Lockhart and his wife went on to earn their doctorates from Argosy University in Sarasota, Fla. and both became nationally board certified teachers in science. He said this was an important step at the time, because they both were viewed as black role models for the community of Taylor County.
“We had to show this particular population that African Americans can excel and be successful if we apply ourselves. In that community, they really did not have very many role models that they could look at that looked like those children and help them see what they could accomplish,” Lockhart said. “I was blessed to turn that elementary school into a very successful elementary school.”
In 2009, Lockhart, his wife and their three children then moved to Bibb County, where Lockhart took on the opportunity to serve as the assistant superintendent for the Bibb County School System. He said he enjoyed working in a central office setting, but decided that he’d rather work with the students.
“I found that my passion had always been working directly with children. I personally belief that I can make a greater impact by being in their presences than being a policy maker,” he said.
He was named the principal of Newton High School in 2010 and said he has enjoyed the journey ever since.
As an educator who has worked in the business for 16 years, who has had experience with elementary, middle and high schools and has worked in a rural, suburban, urban and metropolitan systems, Lockhart said, in his opinion, many people in the black community have lost their value of education. He said the same holds true, not just in the black community, but in American culture overall.
“The common denominator that I see in all of these places is that we as a people, and I wouldn’t limit this to black people, definitely I would not, but we as a people must learn focus and discipline,” Lockhart said. “Americans are smart people as a whole, but our American culture does not honor education as many other cultures do. And when education is not a priority, what we see in schools is the direct result.”
“We must learn to honor education again and make it a priority and demonstrate discipline. Discipline is key. Before there can ever be student achievement, there must be order. You have to have a foundation of order in order for people to learn,” Lockhart said.
Lockhart also added that in the black community education has become less of a priority to some people because it’s already there readily available, the way it wasn’t many years ago.
“We valued education, because we didn’t have it. Now that we have it, we take it for granted,” Lockhart said. “But it’s still our number one resource.
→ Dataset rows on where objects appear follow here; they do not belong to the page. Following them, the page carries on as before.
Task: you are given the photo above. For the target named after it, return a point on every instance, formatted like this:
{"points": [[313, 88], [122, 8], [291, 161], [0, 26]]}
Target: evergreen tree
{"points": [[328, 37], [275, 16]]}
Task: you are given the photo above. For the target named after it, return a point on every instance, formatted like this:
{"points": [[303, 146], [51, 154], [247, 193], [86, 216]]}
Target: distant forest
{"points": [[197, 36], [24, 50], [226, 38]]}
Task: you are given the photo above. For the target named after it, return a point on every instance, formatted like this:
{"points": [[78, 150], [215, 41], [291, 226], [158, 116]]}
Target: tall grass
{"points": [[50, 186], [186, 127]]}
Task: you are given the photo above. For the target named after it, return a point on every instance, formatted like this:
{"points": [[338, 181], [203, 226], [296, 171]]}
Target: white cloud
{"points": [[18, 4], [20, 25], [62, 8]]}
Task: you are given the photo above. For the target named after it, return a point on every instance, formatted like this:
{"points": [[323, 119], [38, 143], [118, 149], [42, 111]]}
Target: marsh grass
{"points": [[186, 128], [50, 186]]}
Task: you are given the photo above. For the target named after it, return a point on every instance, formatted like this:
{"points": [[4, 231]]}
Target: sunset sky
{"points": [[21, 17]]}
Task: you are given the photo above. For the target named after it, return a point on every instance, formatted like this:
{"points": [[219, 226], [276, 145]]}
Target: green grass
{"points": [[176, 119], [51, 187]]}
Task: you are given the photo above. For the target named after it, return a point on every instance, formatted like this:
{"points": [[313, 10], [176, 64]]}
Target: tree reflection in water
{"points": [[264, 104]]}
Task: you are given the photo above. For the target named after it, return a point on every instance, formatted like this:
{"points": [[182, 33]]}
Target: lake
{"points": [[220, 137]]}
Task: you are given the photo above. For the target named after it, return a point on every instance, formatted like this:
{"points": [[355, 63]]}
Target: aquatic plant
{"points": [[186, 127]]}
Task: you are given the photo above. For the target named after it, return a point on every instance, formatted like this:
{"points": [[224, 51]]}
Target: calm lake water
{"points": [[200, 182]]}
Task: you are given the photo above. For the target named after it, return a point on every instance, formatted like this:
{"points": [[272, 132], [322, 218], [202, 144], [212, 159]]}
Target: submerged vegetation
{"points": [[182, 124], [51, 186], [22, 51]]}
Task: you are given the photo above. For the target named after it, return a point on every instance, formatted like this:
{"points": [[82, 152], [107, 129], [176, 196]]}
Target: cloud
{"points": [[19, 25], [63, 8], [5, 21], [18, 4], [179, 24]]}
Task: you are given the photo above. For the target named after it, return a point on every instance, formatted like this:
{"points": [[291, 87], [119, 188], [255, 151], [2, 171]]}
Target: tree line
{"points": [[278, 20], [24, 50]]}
It is still the number one way to rise from poverty.”
As he has overcome his own personal obstacles and has risen to a level to continue mentoring youth, Lockhart said he is blessed to serve as principal at Newton High School, where he has much hope for all of his students.
“The vast majority of the students here I have encountered at Newton High School, they want to be taught. They want to rise to the occasion, but they need help. They cannot do it on their own,” Lockhart said. “We as a community and as a society have to get back into the business of raising children. That means that feelings are going to be hurt, that means that we have to express tough love. But it’s necessary if you are going to prepare a person to take over the world.”